翔さんは二宮くんや俺たちだけじゃなく色んなタレントを担当してるから、毎回現場に来てくれるワケではなくて。
それもあってか、なかなか翔さんに打ち明けるタイミングが見当たらない。
というのは都合が良すぎるのかもしれなくて。
この晴れない気分をどうにかしたいという気持ちと、ずっとこのまま先延ばしにしていたいという気持ちとが入り混じり。
そして、自分の中に押し込めている本音がじわじわと姿を現しだしたのにも気付き始めてるから。

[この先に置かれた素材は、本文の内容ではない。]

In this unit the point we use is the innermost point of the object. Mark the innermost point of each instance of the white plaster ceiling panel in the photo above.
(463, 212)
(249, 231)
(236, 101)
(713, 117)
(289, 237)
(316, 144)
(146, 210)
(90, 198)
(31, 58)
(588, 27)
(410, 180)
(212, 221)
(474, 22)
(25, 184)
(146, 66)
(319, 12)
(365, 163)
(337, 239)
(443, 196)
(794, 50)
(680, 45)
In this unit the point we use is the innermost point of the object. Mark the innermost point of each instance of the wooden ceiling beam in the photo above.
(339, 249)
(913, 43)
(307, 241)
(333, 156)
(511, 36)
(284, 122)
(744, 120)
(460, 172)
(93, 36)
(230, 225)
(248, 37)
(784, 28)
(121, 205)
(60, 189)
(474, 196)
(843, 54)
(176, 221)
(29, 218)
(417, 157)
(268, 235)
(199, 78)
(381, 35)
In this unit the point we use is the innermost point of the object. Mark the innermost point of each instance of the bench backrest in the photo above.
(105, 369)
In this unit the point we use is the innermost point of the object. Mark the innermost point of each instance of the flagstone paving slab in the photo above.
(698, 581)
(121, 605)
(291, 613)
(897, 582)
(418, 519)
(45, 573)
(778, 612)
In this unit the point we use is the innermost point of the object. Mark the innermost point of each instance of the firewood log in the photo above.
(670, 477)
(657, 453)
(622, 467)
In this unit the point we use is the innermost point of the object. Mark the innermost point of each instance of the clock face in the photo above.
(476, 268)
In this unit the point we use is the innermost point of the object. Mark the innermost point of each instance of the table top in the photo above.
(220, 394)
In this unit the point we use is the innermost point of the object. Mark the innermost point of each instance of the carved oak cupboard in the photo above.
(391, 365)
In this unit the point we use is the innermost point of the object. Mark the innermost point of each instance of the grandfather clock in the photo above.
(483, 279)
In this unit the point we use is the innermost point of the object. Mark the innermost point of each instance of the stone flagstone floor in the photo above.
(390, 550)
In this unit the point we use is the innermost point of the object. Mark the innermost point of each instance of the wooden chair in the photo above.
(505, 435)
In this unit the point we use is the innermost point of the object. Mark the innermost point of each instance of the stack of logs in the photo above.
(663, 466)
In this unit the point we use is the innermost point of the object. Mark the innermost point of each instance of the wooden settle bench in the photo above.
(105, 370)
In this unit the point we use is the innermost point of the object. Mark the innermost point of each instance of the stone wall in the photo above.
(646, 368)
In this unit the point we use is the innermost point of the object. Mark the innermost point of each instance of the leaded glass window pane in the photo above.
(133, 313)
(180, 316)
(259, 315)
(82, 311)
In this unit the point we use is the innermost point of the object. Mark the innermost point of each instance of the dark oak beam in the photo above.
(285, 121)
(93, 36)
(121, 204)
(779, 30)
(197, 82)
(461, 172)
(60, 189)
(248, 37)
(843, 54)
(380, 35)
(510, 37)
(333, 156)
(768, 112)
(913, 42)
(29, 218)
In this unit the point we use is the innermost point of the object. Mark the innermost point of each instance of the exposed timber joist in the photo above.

移動の車中、何気なくスマホに視線を落としつついつもとは違う乗り心地が気になりだした。
やっぱり運転する人が違うとこうも変わるんだな。
翔さんだったらもっとブレーキが静かなのに。
「潤、この後一度事務所に向かうから」
「…あ、はい分かりました」
ルームミラー越しにそう告げられ、呼ばれた"潤"の響きにまた胸にモヤモヤが広がる。
マネージャーの中で俺のことを"潤"って呼ばないのは翔さんだけ。
この人なんてつい三か月前に入ったばかりなのに。
翔さん…
俺が辞めたいって言ったら何て言うんだろう。
『そうか、分かった』ってすんなり首を縦に振るんだろうな。
そうだよ…
そうに決まってる。
それが分かってるから。
…だから言いたくないんだろうな、俺。
***
事務所の階段を上がる途中、入れ違いに降りてきた人物に声を掛けられた。
「よう」
「あ…お疲れさまです」
この間入ってきたばかりの大野って人が、ポケットに手を突っ込んで怠そうに降りてくる。
相変わらず今日も無愛想でガラの悪い態度だ。
とりあえず挨拶だけして通り過ぎようとした時、ふいに大野が話し掛けてきて。
「あんた名前何だっけ?」
「…松本ですけど」
「下は?」
「…潤」
「ふぅん」
聞いといて興味の無さそうな返事をされイラッとする。
「ふふっ…そんな顔すんなよ」
また顔に出てしまっていたのか大野が俺を見て笑った。
初めて間近で見たけど童顔のくせに割と整った顔をしている。
しかも笑ったらガラの悪さが和らいで一気に親しみやすさも感じて。